Япония эпохи Мэйдзи - Лафкадио Хирн
Но в Идзумо, там, где спички все-таки полностью вытеснили огниво, ни в коем случае не применяются спички иностранного производства. Дело в том, что единственный местный изготовитель спичек весьма успешно доказал, что они содержат фосфор, «изготовленный из костей убиенных животных», а возжигать светильники ками столь нечестивым огнем — святотатство. В других районах Японии изготовители спичек ставят на коробках штамп: «Сайке го хондзон ё» («Пригодно для использования высокочтимым храмом Сайке»). Но чувство синтоистских ортодоксов в Идзумо оказалось слишком сильно, чтобы им хватило такой рекомендации, к тому же касающейся использования спичек в храме школы син-сю. Поэтому для них пришлось изобрести особую надпись. Ныне на спичечных коробках в Идзумо пишут: «Чистые и пригодные к применению для возжигания светильников Ками или Хотокэ!»

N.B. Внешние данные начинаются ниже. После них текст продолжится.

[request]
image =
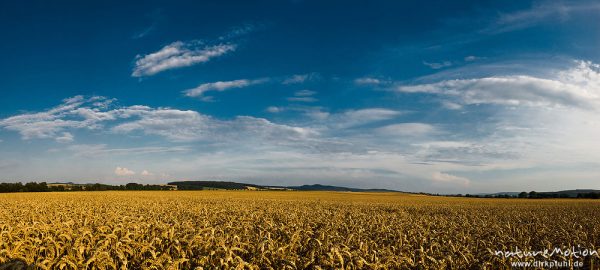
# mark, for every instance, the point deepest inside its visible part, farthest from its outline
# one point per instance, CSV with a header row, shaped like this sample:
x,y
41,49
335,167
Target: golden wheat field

Неизбежной опасностью для всего сущего в Японии являются пожары. Традиционное правило состоит в том, что, когда дом занимается пламенем, в первую очередь выносят из огня, если только это возможно, изображения домóвых богов и поминальные таблички предков. Даже говорят, что если они спасены, то и бóльшая часть семейного добра непременно будет спасена, а если они будут утрачены, то и всё будет утрачено безвозвратно.
XI
В семейном культе буддистов делается различие между домóвыми хотокэ — душами тех, кто умер давно, и душами тех, кто упокоился совсем недавно. Эти последние называются син-ботокэ, «новые будды», или, более строго, «новоусопшие». С прямой просьбой о какой-либо сверхъестественной милости к син-ботокэ не обращаются, так как недавно отлетевшая душа, хотя ее тоже уважительно называют хотокэ, не считается достигшей положения будды; после смерти человека она лишь начала свой долгий путь к этому, и сама, быть может, более нуждается в помощи, нежели способна ее оказать. Поэтому среди глубоко верующих она является предметом нежной заботы, которая особенно проявляется, если умирает маленький ребенок, поскольку считается, что душа малолетнего слаба и подвержена множеству опасностей. Мать, обращаясь к покинувшей мир душе своего ребенка, будет давать ей советы, предостерегать ее, нежно руководить ею, как если бы она говорила с живым сыном или дочерью. Обычные слова, которые адресуются в домах Идзумо любому син-ботокэ, обретают в таком случае форму скорее заклинания или совета, нежели молитвы. Например:
Дзёбуцу сэё (Дзёбуцу симасарэ). — «Стань же ты Буддой!»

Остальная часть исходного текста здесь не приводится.